Tools like Langfuse and Braintrust are great for observability when you control the code: you add their SDK, instrument your calls, and get traces in a dashboard. Context Lens solves a different problem.

You can't instrument tools you don't own. Claude Code, Codex, Gemini CLI, and Aider are closed-source binaries. You can't add an SDK to them. Context Lens works as a transparent proxy, so it captures everything without touching the tool's code.

Context composition, not just token counts. Most observability tools show you input/output token totals. Context Lens breaks down what's inside the context window: how much is system prompts vs. tool definitions vs. conversation history vs. tool results vs. thinking blocks. That's what you need to understand why sessions get expensive.

Local and private. Everything runs on your machine. No accounts, no cloud, no data leaving your network. Start it, use it, stop it.

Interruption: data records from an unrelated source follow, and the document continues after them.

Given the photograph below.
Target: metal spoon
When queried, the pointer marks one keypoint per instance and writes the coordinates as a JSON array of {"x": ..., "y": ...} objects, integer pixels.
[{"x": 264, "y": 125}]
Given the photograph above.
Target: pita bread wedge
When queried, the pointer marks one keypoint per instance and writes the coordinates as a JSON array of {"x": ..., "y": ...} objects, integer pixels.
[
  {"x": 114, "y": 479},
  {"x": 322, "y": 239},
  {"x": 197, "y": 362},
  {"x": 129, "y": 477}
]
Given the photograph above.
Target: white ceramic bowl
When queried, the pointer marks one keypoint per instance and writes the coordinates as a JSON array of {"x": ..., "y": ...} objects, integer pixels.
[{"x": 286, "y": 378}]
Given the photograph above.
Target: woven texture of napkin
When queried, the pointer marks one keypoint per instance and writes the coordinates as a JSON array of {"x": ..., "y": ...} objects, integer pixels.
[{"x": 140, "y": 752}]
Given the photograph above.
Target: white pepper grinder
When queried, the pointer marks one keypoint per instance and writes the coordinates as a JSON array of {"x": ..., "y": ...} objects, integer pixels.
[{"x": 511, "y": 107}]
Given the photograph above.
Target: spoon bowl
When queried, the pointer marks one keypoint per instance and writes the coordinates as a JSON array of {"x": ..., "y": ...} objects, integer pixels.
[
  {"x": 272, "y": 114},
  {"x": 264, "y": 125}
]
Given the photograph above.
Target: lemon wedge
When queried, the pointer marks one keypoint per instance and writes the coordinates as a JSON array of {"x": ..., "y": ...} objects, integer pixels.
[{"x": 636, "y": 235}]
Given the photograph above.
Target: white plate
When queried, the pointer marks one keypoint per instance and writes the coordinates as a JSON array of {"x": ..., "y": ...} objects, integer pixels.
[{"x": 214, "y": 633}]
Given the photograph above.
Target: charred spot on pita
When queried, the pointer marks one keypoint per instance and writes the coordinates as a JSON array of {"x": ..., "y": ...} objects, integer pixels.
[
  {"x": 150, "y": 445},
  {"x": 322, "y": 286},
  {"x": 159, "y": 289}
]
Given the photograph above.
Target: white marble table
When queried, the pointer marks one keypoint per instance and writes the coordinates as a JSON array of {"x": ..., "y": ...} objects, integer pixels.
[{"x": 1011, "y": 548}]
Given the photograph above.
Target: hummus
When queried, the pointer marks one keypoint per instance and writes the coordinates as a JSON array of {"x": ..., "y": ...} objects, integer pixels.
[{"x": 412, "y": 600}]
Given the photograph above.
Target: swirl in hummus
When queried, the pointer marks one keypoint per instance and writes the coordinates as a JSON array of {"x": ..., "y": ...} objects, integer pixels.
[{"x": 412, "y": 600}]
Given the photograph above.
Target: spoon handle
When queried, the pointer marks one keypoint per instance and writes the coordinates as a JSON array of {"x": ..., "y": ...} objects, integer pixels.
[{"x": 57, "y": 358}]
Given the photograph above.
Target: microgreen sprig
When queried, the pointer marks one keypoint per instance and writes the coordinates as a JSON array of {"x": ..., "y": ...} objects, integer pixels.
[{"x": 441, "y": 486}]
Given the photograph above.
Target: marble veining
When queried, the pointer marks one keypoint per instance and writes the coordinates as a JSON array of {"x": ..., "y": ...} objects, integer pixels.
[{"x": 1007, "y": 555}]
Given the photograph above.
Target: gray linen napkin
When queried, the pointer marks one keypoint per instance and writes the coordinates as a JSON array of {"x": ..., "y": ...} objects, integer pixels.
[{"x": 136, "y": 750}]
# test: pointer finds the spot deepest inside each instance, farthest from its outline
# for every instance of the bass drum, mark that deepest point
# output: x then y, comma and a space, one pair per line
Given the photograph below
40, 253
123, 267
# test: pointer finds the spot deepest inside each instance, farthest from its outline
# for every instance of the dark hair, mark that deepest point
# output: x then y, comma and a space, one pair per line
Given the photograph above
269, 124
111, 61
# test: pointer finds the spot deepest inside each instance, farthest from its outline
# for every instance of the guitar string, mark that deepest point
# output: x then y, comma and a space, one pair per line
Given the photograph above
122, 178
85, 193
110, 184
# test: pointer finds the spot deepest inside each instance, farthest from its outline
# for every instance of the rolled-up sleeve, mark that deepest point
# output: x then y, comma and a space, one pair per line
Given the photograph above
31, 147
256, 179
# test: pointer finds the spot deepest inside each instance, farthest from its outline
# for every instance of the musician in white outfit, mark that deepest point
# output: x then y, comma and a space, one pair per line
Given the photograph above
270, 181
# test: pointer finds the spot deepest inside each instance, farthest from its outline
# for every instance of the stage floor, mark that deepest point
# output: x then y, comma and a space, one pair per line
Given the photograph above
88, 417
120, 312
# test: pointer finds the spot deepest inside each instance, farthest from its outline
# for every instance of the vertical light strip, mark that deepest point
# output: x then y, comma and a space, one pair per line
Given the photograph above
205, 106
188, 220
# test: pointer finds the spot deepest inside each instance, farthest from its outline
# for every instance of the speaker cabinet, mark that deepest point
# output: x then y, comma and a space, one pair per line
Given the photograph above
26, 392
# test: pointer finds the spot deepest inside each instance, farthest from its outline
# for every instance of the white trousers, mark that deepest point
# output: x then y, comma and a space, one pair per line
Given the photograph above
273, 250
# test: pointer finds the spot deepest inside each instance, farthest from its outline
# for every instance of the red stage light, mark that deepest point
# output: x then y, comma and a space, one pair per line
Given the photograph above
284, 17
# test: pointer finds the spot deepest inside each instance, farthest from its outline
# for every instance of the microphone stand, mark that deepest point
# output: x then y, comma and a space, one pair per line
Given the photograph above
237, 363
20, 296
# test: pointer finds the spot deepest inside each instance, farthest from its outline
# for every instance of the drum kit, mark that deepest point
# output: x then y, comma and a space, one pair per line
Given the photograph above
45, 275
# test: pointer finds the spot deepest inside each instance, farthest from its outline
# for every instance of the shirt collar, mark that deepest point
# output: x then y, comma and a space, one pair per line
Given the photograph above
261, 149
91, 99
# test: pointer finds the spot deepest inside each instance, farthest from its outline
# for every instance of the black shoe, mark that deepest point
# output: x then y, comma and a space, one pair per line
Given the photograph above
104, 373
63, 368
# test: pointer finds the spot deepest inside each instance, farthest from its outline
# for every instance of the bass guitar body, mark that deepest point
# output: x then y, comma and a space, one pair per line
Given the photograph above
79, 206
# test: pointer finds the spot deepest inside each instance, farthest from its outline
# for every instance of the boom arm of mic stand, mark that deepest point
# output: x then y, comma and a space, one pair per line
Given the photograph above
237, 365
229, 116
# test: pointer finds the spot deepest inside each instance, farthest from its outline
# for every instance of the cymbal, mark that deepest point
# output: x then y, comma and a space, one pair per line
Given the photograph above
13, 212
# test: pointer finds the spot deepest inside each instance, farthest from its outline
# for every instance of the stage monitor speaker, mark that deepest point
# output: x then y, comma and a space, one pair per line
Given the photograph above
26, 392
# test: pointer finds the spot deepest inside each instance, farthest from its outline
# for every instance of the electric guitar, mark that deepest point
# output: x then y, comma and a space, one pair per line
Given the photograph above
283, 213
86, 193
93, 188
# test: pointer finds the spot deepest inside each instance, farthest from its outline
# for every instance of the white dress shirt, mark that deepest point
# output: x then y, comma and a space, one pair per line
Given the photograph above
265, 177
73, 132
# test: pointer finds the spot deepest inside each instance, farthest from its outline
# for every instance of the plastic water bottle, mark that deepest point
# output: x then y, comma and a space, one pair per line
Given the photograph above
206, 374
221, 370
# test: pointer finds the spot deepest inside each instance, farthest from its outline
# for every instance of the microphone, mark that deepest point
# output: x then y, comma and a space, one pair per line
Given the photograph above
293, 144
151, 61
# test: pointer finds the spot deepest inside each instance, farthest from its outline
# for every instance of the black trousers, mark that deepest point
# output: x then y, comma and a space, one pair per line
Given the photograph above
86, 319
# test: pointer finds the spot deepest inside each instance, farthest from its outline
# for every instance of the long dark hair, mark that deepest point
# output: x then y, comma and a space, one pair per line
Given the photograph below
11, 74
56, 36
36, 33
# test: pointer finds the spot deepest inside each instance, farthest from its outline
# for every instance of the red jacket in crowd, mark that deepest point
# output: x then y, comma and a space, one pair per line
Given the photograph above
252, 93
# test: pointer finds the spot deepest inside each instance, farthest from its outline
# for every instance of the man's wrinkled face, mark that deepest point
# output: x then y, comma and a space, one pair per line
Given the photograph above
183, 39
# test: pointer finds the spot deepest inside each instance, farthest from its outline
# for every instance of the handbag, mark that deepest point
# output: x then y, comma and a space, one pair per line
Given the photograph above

| | Context Lens | Langfuse / Braintrust | |:---|:---|:---| | Setup | context-lens claude | Add SDK, configure API keys | | Works with closed-source tools | Yes (proxy) | No (needs instrumentation) | | Context composition breakdown | Yes (treemap, per-category) | Token totals only | | Runs locally | Yes, entirely | Cloud or self-hosted server | | Prompt management & evals | No | Yes | | Team/production use | No (single-user, local) | Yes |

Context Lens is for developers who want to understand and optimize their coding agent sessions. If you need production monitoring, prompt versioning, or team dashboards, use Langfuse.

Data

Captured requests are kept in memory (last 200 sessions) and persisted to ~/.context-lens/data/state.jsonl across restarts. Each session is also logged as a separate .lhar file in ~/.context-lens/data/. Use the Reset button in the UI to clear everything.